In this work I am interested in examining the layers of perception that often go unexperienced as I move about the world: unintentional visuality and peripheral visions—the surplus phenomena that are not used in my projects or in reaching my destinations. Being in motion is to be placeless, where the place I am in is characterized by a dynamic stasis. To move from one place to another I occupy a placeless intermediate condition. As I walk, I am looking for impediments or dangers, checking traffic and traffic signals; I am lost in thought and seeing only blurs that I must maneuver through; I glance at shop windows and perhaps pause, while still focused on getting where I need to be.
The images in this series were produced as I was implaced in some mode of transportation. The transporting vehicle occupies successive places from one moment to the next. While in this transitional place of motion, my perception ranges from purposeful to distracted. As I read, play with my phone, or organize a shopping list, the world flashes by the windows on either side of me too quickly to fully process.
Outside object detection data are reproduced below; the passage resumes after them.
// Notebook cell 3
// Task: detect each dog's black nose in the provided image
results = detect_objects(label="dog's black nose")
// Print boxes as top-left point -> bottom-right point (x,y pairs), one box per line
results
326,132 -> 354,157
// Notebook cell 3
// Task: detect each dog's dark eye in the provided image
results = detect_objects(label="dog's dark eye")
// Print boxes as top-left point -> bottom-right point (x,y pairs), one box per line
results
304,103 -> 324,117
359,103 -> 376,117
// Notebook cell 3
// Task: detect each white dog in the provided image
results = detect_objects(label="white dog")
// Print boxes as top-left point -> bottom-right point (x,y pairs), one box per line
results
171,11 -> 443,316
Whether shooting on the subway, the bus, the train, or in a car, the resulting "In Motion" images are layered with planes attended to by my ordinary perception as well as those incidental or reflected planes that my brain fails to process as it chooses its focus. This work turns deliberately to the periphery, to the passing blur and extracts details, stops moments of overlapping and shifting perceptions. I look out through windows that flatten the exterior into reflections of the inside as well as of the outside of the opposite windows. Reversals and copies collapse together in the flattened picture frame that is nonetheless dense with information, with multiplied and unexpected and colliding details. An eye glows on a thigh; a subway car fills with leafy trees; barber shop headshots form a dense collage; a wistful awning “True Dreams” floats on an apartment building; the Observation Towers of the New York State Pavilion rise into winter evening mist.
These photos were taken with iPhone 6 or iPhone 7.